In hopping (/backstep/standing approach) mode, the micro-pipette is lowered to the sample until a given resistance is reached, and the height is recorded. Then the pipette is dragged back, laterally moved and another measurement is made, and the process repeats. The topography of the sample can then be reconstituted.

Hopping mode is slower than the others, but is able to image complex topography and even entire cells, without distorting the sample surface.

== Combinations with other techniques, and alternative uses ==
SICM was used to image a living neural cell from rat brain, determine the life cycle of microvilli, observe the movement of protein complexes in spermatozoa.

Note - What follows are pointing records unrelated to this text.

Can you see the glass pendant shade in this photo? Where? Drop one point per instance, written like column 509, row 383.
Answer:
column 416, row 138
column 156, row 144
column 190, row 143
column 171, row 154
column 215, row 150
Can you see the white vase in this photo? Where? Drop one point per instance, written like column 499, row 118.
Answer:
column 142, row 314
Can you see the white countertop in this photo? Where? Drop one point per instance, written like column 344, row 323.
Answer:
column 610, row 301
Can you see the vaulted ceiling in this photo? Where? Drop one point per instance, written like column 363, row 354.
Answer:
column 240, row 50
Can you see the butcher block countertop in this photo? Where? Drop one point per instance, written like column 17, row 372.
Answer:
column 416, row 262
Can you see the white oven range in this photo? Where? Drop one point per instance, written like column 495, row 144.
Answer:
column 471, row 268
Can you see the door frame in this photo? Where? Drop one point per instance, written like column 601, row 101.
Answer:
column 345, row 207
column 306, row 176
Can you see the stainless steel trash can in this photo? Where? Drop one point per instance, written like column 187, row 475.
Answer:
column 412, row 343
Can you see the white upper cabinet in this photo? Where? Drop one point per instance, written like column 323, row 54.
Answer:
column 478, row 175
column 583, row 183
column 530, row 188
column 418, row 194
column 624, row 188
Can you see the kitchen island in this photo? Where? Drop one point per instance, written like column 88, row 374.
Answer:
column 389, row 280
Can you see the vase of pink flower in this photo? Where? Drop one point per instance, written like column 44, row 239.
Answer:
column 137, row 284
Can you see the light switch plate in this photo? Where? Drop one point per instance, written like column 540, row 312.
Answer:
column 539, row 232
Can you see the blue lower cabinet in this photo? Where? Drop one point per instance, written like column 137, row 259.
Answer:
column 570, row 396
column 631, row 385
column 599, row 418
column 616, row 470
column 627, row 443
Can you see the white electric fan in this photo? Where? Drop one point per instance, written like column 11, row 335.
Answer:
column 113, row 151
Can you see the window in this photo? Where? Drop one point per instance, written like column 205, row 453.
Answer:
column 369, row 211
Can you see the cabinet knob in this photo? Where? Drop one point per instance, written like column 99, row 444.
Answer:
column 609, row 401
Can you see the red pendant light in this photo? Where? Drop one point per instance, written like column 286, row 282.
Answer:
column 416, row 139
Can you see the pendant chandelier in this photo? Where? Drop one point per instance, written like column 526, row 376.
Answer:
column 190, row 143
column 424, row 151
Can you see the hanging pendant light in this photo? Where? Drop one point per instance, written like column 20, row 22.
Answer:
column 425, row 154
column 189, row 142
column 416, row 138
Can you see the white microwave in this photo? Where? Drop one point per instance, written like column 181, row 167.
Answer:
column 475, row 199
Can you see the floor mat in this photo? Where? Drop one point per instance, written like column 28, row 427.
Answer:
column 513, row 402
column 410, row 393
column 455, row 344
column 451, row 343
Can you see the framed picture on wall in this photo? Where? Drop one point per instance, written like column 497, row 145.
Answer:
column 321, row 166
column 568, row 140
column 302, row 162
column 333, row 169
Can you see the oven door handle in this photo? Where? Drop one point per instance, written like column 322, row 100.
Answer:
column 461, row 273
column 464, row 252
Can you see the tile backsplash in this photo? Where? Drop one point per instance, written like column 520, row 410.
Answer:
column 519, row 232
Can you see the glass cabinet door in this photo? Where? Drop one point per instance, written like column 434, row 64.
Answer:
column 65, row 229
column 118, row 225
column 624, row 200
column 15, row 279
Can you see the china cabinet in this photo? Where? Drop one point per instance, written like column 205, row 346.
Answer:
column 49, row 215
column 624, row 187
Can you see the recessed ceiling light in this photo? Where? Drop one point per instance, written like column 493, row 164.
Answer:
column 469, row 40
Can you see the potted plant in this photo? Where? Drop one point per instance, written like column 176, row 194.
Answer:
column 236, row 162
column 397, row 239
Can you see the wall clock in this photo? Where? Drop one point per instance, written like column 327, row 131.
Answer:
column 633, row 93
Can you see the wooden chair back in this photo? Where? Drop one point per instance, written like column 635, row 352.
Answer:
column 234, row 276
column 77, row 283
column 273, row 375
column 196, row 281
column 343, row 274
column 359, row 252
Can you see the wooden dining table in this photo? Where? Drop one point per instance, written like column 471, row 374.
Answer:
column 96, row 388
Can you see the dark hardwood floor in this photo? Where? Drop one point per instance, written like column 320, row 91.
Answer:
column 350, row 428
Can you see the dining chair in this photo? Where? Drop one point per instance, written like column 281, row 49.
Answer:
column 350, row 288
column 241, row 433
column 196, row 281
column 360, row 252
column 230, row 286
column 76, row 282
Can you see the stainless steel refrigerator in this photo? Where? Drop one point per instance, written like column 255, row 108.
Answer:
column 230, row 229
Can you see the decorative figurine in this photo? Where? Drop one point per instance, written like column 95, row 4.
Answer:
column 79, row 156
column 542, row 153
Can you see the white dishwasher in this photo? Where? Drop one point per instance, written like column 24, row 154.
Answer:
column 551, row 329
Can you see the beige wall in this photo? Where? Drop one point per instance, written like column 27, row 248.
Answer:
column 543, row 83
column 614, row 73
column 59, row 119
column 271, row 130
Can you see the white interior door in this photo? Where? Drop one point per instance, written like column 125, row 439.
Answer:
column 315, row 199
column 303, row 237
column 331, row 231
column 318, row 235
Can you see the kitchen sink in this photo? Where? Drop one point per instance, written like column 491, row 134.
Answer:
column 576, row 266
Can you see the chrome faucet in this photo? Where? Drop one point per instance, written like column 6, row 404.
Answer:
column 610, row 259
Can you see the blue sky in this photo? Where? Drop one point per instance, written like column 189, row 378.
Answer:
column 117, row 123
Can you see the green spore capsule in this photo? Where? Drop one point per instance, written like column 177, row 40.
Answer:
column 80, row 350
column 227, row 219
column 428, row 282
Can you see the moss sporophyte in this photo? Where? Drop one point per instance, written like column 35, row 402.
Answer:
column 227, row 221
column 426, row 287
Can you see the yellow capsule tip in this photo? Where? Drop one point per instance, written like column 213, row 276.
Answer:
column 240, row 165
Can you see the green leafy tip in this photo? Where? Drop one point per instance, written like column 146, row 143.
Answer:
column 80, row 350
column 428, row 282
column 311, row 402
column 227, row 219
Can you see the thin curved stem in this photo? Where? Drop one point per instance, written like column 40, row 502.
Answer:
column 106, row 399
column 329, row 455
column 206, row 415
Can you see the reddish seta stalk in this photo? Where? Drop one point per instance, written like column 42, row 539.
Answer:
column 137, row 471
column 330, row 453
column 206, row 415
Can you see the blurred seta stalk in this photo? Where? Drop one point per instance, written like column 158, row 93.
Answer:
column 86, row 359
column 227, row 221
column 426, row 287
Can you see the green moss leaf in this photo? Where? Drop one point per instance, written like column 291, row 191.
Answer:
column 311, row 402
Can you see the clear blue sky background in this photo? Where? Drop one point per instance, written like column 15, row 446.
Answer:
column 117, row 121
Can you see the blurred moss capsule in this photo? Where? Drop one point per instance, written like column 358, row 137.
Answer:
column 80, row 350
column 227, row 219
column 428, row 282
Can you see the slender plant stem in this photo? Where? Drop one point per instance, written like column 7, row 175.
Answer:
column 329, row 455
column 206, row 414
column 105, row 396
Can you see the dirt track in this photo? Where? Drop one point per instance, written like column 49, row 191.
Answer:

SICM has been combined with fluorescence microscopy and förster resonance energy transfer.

SICM has been used in a "smart patch-clamp" technique, clamping the pipette by suction to the surface of a cell and then monitoring the activity of the sodium channels in the cell membrane.

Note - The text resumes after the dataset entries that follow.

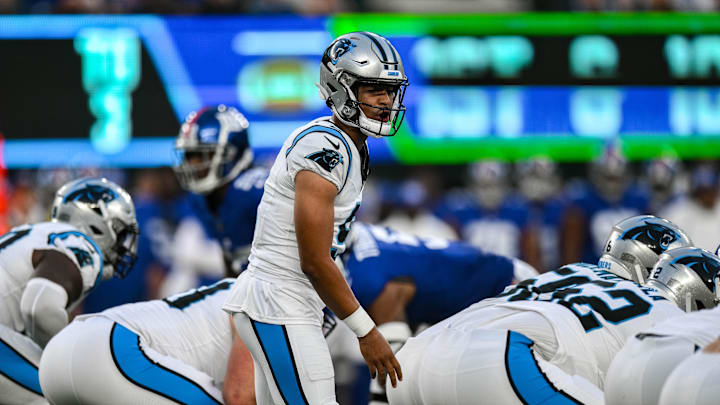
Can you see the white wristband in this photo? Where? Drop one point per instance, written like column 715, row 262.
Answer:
column 360, row 322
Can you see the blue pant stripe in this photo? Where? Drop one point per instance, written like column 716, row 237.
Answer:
column 17, row 368
column 528, row 381
column 276, row 346
column 134, row 364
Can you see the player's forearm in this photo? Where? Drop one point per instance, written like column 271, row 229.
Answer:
column 331, row 286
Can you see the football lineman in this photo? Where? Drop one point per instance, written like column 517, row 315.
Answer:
column 168, row 351
column 406, row 281
column 310, row 199
column 638, row 373
column 549, row 339
column 215, row 164
column 49, row 267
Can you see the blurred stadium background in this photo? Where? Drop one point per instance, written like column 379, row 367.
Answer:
column 532, row 126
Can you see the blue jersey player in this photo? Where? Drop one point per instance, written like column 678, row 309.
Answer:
column 215, row 164
column 404, row 280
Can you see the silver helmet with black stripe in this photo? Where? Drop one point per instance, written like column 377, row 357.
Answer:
column 636, row 243
column 688, row 277
column 105, row 212
column 363, row 58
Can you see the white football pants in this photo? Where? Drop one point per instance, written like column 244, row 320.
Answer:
column 19, row 359
column 638, row 372
column 98, row 361
column 484, row 366
column 292, row 362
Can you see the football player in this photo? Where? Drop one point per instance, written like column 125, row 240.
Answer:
column 47, row 268
column 549, row 339
column 406, row 281
column 310, row 199
column 215, row 163
column 640, row 370
column 168, row 351
column 491, row 217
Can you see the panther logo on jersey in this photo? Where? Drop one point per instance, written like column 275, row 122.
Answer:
column 83, row 256
column 326, row 158
column 92, row 194
column 657, row 237
column 705, row 267
column 340, row 48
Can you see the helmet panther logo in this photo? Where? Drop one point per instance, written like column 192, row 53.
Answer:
column 326, row 158
column 657, row 237
column 340, row 48
column 705, row 267
column 91, row 194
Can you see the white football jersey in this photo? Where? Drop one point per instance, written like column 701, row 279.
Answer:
column 590, row 313
column 700, row 327
column 16, row 262
column 190, row 326
column 323, row 148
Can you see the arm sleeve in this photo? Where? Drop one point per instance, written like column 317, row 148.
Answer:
column 317, row 153
column 43, row 309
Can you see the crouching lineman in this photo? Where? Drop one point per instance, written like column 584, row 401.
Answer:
column 550, row 339
column 169, row 351
column 639, row 372
column 47, row 268
column 406, row 281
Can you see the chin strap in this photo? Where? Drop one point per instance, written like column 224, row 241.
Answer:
column 640, row 273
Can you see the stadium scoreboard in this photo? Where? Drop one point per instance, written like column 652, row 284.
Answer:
column 560, row 85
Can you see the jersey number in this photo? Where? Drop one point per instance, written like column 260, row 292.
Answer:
column 184, row 300
column 573, row 292
column 12, row 237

A combination of AFM and SICM was able to obtain high resolution images of synthetic membranes in ionic solutions.

Scanning near-field optical microscopy has been used with SICM; the SICM measurement allowed for the tip of the pipette to be placed very close to the surface of the sample. Fluorescent particles, coming from the inside of the micro-pipette, provide a light source for the SNOM that is being continuously renewed and prevent photobleaching.

FSICM (Fast SICM), improving notably the speed of hopping mode has recently been developed.